Сильви Жермен - Безмерность
Спасение, спасение — в чем оно заключается, и вообще, что оно означает? Какого дьявола этот вопрос, который Прокоп ни разу не задавал себе за более чем пятьдесят прожитых лет, вдруг вынырнул у него в мозгу?
Вернувшись в гостиную с двумя откупоренными бутылками пива, Алоис обнаружил, что Прокоп стоит на четвереньках, чуть ли не касаясь животом вершин гор, и взгляд его устремлен на ягодицы куклы-телеграфисточки. Алоис расхохотался.
— Да ты прямо как мальчишки, — давясь смехом, сказал он. — Стоит им увидеть мою Зденичку, и они глаз не могут оторвать от ее проштемпелеванной попки, так что приходится каждый раз заново рассказывать им историю заместителя начальника станции и телеграфистки.
— Да уж знаю, — с трудом поднимаясь на ноги, ответил Прокоп. — Ты замечательный рассказчик, и твой гениальный рассказ однажды вдохновил моего Ольбрама разукрасить попку своей одноклассницы переводными картинками с веселыми поросятами. Мамаша девчонки потом долго возила меня мордой по столу.

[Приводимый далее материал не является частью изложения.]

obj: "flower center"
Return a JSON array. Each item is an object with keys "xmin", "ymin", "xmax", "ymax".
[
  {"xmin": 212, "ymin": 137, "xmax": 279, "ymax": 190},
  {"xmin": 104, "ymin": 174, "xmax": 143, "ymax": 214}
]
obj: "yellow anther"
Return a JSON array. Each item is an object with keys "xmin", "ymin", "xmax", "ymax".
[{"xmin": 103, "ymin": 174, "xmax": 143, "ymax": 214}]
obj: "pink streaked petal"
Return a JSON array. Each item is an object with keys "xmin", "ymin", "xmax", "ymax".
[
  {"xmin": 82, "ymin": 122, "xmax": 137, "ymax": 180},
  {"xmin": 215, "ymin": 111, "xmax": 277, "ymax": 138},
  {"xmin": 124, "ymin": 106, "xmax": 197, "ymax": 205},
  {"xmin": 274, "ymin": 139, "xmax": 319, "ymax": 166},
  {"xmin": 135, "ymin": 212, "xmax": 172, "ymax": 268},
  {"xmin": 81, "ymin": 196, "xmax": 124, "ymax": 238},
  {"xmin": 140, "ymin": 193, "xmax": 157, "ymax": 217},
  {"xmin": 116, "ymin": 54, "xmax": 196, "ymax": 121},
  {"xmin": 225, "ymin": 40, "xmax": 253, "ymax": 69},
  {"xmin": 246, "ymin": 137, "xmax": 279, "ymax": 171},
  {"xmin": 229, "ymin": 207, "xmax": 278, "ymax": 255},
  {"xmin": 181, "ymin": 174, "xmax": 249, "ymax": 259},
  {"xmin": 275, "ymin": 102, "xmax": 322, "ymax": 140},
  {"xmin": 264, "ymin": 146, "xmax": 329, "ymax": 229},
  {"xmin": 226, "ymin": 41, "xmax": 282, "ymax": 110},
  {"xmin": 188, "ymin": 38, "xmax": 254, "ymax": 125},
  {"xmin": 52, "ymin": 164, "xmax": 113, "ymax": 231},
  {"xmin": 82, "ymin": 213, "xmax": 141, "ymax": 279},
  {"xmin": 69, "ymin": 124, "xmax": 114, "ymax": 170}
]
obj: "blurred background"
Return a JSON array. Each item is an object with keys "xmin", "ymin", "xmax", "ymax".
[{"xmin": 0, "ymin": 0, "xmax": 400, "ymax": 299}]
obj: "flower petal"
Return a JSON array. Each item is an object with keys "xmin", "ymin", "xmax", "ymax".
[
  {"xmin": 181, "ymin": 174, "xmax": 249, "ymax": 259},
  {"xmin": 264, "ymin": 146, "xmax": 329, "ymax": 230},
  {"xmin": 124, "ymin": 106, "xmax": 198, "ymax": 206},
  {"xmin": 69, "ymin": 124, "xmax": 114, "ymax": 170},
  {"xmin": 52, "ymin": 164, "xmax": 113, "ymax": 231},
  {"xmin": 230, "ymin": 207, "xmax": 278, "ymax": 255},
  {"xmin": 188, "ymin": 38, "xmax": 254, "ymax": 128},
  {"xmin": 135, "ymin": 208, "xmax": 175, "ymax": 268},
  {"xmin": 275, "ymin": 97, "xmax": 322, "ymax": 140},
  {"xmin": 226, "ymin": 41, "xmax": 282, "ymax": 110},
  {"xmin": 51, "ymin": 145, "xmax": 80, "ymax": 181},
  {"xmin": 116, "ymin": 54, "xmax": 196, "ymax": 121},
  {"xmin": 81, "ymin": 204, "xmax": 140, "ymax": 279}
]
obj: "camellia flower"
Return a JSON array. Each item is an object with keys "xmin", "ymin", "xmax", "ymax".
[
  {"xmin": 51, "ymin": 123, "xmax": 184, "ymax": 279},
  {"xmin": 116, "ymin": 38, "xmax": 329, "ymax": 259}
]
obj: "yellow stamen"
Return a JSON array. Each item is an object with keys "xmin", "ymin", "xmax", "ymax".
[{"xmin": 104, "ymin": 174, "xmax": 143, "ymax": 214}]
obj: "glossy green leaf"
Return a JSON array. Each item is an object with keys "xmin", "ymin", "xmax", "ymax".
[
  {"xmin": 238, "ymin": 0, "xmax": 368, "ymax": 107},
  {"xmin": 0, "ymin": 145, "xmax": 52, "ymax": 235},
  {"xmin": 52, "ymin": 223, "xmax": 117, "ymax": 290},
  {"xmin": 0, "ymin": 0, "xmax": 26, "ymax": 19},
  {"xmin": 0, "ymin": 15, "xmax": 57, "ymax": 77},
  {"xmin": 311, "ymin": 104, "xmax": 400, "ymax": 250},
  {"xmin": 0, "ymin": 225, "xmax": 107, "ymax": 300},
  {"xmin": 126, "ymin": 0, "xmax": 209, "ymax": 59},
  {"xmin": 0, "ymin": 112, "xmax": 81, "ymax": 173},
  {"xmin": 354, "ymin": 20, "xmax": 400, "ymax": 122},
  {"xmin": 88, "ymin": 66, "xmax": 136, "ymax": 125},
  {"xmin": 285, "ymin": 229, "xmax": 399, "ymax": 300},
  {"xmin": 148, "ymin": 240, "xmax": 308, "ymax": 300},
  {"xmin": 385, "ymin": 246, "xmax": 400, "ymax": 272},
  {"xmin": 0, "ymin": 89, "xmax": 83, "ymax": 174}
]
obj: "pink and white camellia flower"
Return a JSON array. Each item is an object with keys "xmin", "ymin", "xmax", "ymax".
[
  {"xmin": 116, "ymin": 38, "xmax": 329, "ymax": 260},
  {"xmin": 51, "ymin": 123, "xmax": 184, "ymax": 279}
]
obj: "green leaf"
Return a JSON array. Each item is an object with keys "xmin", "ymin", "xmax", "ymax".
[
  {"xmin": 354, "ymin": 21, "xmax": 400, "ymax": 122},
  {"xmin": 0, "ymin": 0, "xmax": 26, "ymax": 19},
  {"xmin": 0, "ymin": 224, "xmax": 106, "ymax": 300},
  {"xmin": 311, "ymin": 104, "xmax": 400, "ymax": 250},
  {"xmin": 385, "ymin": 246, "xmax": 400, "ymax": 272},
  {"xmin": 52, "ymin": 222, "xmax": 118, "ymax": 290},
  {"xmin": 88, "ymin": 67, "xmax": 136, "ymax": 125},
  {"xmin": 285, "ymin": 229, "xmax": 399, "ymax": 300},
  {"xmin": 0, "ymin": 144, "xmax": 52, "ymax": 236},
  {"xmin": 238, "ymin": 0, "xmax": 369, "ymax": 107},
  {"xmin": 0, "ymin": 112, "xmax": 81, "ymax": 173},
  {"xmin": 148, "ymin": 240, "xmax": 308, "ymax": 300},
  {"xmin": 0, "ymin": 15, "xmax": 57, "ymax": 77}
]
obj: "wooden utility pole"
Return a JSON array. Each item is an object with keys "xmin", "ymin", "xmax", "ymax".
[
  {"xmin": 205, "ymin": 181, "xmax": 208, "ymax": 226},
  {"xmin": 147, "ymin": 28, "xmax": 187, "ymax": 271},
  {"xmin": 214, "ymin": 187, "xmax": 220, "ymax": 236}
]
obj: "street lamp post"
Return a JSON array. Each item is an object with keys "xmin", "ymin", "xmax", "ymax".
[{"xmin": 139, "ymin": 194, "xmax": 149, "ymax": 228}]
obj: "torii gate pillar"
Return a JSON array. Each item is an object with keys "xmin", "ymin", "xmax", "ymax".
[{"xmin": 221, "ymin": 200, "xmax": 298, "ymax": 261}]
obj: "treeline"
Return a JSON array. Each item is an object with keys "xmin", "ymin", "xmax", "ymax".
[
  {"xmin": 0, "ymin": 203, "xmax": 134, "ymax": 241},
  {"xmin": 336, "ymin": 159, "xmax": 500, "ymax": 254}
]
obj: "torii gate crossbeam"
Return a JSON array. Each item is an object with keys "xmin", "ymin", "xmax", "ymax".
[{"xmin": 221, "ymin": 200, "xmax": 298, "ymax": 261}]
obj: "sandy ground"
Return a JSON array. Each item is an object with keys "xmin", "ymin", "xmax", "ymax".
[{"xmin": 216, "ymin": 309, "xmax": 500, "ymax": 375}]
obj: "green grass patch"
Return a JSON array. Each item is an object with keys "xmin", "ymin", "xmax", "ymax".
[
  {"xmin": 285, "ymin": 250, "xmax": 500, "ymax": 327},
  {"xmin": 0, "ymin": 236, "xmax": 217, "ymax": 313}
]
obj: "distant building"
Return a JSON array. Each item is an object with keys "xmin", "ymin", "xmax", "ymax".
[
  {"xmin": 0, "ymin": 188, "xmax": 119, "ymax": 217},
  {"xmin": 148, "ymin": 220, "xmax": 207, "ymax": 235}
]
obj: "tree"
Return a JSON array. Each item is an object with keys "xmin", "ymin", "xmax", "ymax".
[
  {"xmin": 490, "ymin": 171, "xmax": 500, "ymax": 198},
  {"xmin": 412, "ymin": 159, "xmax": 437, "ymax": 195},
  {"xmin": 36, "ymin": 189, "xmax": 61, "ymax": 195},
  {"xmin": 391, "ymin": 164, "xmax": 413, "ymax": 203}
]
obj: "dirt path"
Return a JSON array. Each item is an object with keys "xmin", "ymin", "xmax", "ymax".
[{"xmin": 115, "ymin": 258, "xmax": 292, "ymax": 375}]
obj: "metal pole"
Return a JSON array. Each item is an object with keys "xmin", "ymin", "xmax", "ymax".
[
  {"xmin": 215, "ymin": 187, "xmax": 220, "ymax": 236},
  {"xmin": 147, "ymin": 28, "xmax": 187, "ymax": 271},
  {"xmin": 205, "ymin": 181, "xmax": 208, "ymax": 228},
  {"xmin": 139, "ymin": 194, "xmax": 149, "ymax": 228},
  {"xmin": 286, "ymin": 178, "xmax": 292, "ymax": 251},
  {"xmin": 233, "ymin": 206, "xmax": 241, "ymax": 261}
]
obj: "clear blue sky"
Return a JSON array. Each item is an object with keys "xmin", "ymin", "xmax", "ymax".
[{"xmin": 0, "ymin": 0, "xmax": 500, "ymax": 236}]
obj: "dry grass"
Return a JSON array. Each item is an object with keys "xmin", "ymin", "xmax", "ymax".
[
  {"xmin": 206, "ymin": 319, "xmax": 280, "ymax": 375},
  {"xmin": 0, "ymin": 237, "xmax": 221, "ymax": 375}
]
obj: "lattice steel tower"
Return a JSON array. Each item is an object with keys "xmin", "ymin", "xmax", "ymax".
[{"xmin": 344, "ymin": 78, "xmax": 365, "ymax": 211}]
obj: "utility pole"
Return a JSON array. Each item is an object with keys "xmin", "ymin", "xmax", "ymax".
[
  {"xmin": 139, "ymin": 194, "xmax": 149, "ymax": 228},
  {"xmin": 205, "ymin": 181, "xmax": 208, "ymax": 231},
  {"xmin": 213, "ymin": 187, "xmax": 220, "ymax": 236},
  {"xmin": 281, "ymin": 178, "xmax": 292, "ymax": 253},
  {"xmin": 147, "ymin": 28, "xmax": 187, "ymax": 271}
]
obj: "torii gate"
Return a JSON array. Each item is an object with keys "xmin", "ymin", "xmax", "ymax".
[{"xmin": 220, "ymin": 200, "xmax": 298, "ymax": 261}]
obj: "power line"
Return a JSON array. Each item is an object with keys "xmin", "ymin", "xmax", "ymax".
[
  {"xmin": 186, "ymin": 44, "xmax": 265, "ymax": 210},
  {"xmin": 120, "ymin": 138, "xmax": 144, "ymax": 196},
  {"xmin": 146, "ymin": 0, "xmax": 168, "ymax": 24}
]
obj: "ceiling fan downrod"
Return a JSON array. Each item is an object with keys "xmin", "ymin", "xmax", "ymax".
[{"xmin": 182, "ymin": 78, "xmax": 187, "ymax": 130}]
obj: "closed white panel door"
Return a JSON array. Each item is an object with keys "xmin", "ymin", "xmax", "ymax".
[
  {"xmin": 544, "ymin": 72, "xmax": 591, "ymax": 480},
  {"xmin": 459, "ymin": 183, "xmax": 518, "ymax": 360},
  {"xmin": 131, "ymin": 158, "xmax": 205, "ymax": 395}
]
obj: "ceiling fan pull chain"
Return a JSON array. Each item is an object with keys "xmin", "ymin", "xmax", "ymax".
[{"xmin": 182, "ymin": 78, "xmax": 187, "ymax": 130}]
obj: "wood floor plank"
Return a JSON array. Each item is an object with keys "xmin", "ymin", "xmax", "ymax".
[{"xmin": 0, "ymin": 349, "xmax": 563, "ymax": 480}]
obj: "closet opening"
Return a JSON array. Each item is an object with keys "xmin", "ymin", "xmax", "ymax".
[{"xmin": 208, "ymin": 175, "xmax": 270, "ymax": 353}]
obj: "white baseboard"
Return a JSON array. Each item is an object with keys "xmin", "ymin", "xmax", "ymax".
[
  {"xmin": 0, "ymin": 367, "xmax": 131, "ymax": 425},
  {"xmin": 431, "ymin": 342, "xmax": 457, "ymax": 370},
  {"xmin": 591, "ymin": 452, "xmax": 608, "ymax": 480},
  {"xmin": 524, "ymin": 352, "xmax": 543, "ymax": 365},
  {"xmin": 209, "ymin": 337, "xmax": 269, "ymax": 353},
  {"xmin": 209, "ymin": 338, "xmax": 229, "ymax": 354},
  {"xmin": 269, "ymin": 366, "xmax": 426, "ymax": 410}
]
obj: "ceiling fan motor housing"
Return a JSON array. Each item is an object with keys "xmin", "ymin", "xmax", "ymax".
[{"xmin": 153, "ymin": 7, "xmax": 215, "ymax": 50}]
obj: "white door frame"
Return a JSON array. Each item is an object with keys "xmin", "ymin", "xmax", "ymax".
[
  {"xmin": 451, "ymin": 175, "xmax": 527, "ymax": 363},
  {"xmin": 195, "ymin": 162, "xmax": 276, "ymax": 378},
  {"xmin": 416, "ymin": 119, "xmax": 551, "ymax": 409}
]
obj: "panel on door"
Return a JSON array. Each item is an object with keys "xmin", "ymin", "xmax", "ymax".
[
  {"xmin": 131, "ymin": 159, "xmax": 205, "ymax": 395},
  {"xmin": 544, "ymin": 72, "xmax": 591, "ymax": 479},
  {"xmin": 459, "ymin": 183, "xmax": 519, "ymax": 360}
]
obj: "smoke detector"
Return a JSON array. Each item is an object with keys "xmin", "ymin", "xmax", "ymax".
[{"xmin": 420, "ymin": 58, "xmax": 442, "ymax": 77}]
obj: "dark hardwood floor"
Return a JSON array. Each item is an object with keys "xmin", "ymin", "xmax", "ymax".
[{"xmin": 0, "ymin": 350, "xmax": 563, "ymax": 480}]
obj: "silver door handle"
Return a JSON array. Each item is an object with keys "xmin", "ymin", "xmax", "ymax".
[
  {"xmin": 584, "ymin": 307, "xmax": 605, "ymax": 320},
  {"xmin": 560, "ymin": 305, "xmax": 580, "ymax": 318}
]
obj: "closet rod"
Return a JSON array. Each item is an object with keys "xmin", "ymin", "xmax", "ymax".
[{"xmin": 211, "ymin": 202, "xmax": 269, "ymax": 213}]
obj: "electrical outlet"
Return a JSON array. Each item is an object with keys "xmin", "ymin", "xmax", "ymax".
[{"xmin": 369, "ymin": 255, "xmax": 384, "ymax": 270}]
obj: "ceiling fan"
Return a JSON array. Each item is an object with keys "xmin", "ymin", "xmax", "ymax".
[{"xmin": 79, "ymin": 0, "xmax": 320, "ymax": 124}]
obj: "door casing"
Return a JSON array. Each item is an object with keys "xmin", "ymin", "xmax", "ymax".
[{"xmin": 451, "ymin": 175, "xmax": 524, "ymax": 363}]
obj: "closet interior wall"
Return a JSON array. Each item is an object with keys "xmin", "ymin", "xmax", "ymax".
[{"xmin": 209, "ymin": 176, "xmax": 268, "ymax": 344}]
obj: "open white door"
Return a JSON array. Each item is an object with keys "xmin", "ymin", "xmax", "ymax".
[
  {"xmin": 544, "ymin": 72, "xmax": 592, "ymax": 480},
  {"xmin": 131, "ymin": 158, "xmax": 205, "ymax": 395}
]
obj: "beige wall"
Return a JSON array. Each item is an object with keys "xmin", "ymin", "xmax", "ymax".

Они сидели на диване, попивали пиво и наблюдали за тем, как по рельсам с легким гудением бегут поезда. За окнами пошел мелкий снег. Алоис, как обычно, свернул разговор на свою излюбленную тему — театр. И, как всегда, заговорил о своих любимых драматургах — Чехове и Шекспире. В последний раз, то есть двадцать лет назад, он выходил на сцену, чтобы сыграть чеховского дядю Ваню, и с тех пор эта роль не отпускала его. Он столько лет пережевывал реплики несчастного дяди Вани, что в конце концов они стали как бы его собственными. Жена Алоиса Маркета утверждала даже, что нередко по ночам он произносит во сне монологи чеховского героя. Но уже довольно давно Алоиса захватил новый герой — король Лир. «У меня как раз возраст для этой роли, — говорил Алоис, ероша свои седые волосы, — а главное, я же его чувствую, чувствую!» Роль эту он знал наизусть. «Все верно, — подтверждала Маркета, — он переменил свой ночной репертуар и шпарит теперь монологи короля Лира, но от этого мне не легче. А если не декламирует, то храпит».
На улице все так же сыпал снег, и белесый свет сочился в окно гостиной, где Алоис, который никогда не сыграет короля Лира, разглагольствовал о своих драматургических пристрастиях.
Дуй, ветер! Дуй, пока не лопнут щеки!
Лей, дождь, как из ведра, и затопи
Верхушки флюгеров и колоколен!
Вы, стрелы молний, быстрые, как мысль,
Деревья расщепляющие, жгите
Мою седую голову![12]
3
В одно январское утро Прокоп очищал тротуар от снега и обратил внимание на маленькую старушку, которая чуть дальше по улице прыгала возле бака для бутылок и прочего стекольного боя. На ней было зимнее пальто, вытертое до такой степени, что его некогда черный цвет превратился в буро-зеленый, с желтым меховым воротником. Из-под шерстяной шапочки выбивались пряди волос, седина которых отливала той же желтизной, что и кроличий воротник пальто. Башмаки, изрядно смахивающие на солдатские, в которые она была обута, похоже, болтались у нее на ногах, несмотря на несколько пар шерстяных носков, завернутых валиками над лодыжками.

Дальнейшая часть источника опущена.